"La tortura de escribir, al fin y al cabo, es un castigo maravilloso elegido voluntariamente. Un castigo de libertad."
Alfonso Ussía

martes, 11 de marzo de 2014

Tic tac parte 2

Porque no tardamos en darnos cuenta de que mis padres no eran la pareja ideal. Y, aunque guardaban las apariencias, no se podía ignorar la frontera que construyeron separando cada lado del colchón, marcando territorio. Y aprendieron a sobrevivir y no  a convivir, su pareja era su mayor enemigo. Odiaban cada minuto que pasaba y su único consuelo era recordar que un día más es un día menos.
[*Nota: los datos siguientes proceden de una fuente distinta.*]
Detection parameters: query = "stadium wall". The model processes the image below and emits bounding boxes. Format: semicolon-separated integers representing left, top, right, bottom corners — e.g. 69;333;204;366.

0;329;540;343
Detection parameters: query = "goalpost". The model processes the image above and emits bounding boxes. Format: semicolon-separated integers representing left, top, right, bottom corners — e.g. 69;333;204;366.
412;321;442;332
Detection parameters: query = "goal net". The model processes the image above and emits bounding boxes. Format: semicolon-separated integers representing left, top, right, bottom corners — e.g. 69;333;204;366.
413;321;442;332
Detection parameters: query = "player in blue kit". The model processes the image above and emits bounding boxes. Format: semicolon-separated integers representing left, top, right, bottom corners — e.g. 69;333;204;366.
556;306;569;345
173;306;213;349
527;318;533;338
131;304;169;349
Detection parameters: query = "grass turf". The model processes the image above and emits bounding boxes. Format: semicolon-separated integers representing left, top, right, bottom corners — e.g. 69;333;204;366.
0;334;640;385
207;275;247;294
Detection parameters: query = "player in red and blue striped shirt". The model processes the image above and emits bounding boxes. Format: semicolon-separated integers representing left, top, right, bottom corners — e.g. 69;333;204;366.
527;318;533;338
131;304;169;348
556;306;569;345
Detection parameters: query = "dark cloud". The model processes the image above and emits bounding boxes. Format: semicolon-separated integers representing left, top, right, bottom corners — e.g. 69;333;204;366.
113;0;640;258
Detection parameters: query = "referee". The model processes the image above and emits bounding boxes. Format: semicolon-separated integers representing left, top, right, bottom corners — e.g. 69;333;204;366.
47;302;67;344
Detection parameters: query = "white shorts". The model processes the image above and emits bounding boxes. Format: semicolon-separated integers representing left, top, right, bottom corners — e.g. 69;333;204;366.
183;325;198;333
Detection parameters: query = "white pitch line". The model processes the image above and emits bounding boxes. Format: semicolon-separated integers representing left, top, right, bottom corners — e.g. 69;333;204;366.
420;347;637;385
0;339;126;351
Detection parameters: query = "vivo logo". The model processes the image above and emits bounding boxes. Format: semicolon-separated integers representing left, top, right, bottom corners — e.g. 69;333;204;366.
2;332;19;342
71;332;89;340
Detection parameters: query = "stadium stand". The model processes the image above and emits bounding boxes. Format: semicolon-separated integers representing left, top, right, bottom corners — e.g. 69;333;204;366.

Solo la tregua que se daba cuando mi padre salía a trabajar evitaba que todo esto volara por los aires.
Así fue mi niñez y así soy yo. Porque cuando tus nanas de cuna son los gritos insultantes, las palabras cargadas de odio e indiferencia lanzadas como cuchillos y los llantos rotos, decides pasar desapercibido, intentar que no se tengan que preocupar por ti, eliges la mediocridad como modo de vida. Y las cuatro paredes que te encierran, pero que te liberan, empiezan a verte crecer y cambiar y comienzan a ser, prácticamente, tu mundo. Porque salir de ella se plantea como un suicido, una misión casi imposible.
En estas ocasiones, hay que buscar un método de evadirte del mundo e intentar concentrarte en algo fuera de todo esto, más que nada, para intentar que desaparezca y para que, por un momento, puedas sentir que no hay problemas. Y yo encontré el mío.
Una noche, tras varias horas de discusiones, me encerré en mi cuarto y cogí un folio, mejor dicho, una hoja de un viejo cuaderno. Y un lápiz. Y surgió la magia. Mi mano comenzó a deslizarse ágilmente por el papel, marcándolo con un suave trazo a cada paso que daba. Pasaban los minutos y el lápiz apenas levantaba cabeza de aquella blanca superficie. Un árbol. No era el mejor dibujo del mundo, pero no necesitaba que lo fuera. No había ganado el don de dibujar, había conseguido la llave para abrir la jaula y escapar de todo. Y eso es lo que me hacía falta.
Y a ese árbol le siguió un perro. Un atardecer. Mi habitación. Otro árbol, ahora desnudo por la llegada del invierno. Una montaña nevada. Siempre en blanco y negro para solo romper la pureza uniforme del blanco con la oscuro mina del lápiz. Raya a raya, trazo a trazo, hasta completar el dibujo. Un pájaro. El huerto del vecino. El río del pueblo. Observaba y dibujaba, esa era mi rutina. Y me gustaba.

Guardaba todos los dibujos escondidos en un rincón de mi cuarto y no salía de casa sin tener en el bolsillo el lápiz con el que dibujé mi primer árbol. No lo usaba para dibujar, pero era como mi amuleto, lo que me enseño a empezar a vivir. Pasaban los años y cada vez me hacía más inmune a todo lo que tenía en casa. Creé una trinchera en mi cuarto, me aislé en mi mundo y nadie podía sacarme de allí. Hasta que llegó el hecho que cambió mi vida.